Reviews of the album are unilaterally hostile, as derisive as anything written about Saved or Shot Of Love. In another opinion, the opening version of Junior Parker’s “You Wanna Ramble” is a gas. Take away the backing vocals, toughen up the guitars, thicken up the sound and it could be something you might hear on Modern Times or Together Through Life. “Maybe Someday” and “Got My Mind Made Up” are good-humoured loose-limbed lopes. The version of the country gospel standard “Precious Memories”, meanwhile, has an appealing end-of-the-trail feel to it and an affecting vocal. The steel drums are an eccentric if lovely touch that make the thing sound somewhat like the Carter Family via the Caribbean.
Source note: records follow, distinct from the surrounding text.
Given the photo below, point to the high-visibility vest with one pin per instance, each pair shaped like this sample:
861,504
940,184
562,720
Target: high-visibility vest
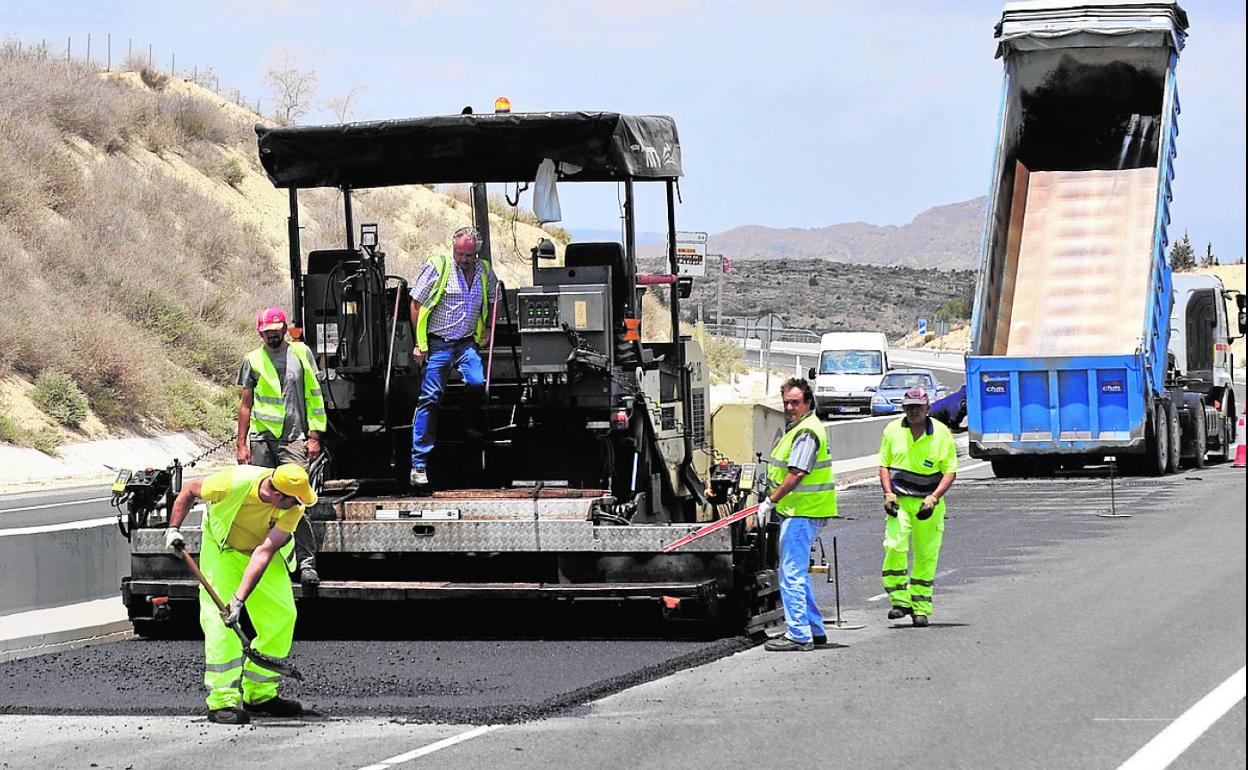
916,464
815,496
221,514
443,263
268,407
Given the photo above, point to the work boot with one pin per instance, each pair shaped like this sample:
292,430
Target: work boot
308,577
899,612
275,706
785,644
229,716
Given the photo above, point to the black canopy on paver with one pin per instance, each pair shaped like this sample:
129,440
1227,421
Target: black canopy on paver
498,147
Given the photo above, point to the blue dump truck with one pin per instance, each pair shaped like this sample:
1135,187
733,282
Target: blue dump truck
1068,360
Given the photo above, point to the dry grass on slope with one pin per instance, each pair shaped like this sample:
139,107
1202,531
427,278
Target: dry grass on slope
130,283
140,236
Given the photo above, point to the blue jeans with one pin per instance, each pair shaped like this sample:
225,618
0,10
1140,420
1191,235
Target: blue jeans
801,615
443,355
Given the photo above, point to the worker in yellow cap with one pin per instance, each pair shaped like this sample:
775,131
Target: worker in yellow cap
251,516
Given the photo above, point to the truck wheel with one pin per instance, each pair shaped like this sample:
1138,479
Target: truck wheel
1156,443
1222,453
1176,438
1198,438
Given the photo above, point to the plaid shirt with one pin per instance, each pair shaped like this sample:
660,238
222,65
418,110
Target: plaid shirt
454,316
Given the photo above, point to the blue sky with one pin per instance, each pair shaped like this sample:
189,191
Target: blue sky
791,114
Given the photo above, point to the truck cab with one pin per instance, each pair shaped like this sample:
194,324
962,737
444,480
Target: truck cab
849,372
1201,367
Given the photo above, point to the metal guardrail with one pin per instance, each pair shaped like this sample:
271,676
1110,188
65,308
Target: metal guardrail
745,331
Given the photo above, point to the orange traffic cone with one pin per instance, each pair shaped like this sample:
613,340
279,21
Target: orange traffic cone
1239,448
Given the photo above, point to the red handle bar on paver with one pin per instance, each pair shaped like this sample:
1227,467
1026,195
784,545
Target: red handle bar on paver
709,528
Carole Bayer Sager gets a co-writing credit on the creepy “Under Your Spell”, which has echoes of Planet Waves’ “Wedding Song” and the fevered desperation of “Where Are You Tonight? (Journey Through Dark Heat)” from Street-Legal.

Best of all is “Brownsville Girl”. It’s a song, one of the finest in his pantheon, about memory, identity, legend, loyalty, death and love across 11 action-packed minutes, Dylan throwing everything at this version, where the original was spare, acoustic and drifting. The KOL take is almost frantic, with Dylan often delivering its many great lines in a kind of delirium, the song revolving around half-remembered scenes from a Gregory Peck Western about an ageing gunfighter shot in the back by a craven young gunslinger. With Dylan’s Queens Of Rhythm, hollering like a cross between the Ikettes and the chorus in a classical Greek drama, the song follows two young lovers on a roadtrip across Texas and Mexico, and back to New Orleans, Dylan singing his ass off in one of his most audacious vocal performances ever. The album doesn’t even make it into the US Top 50.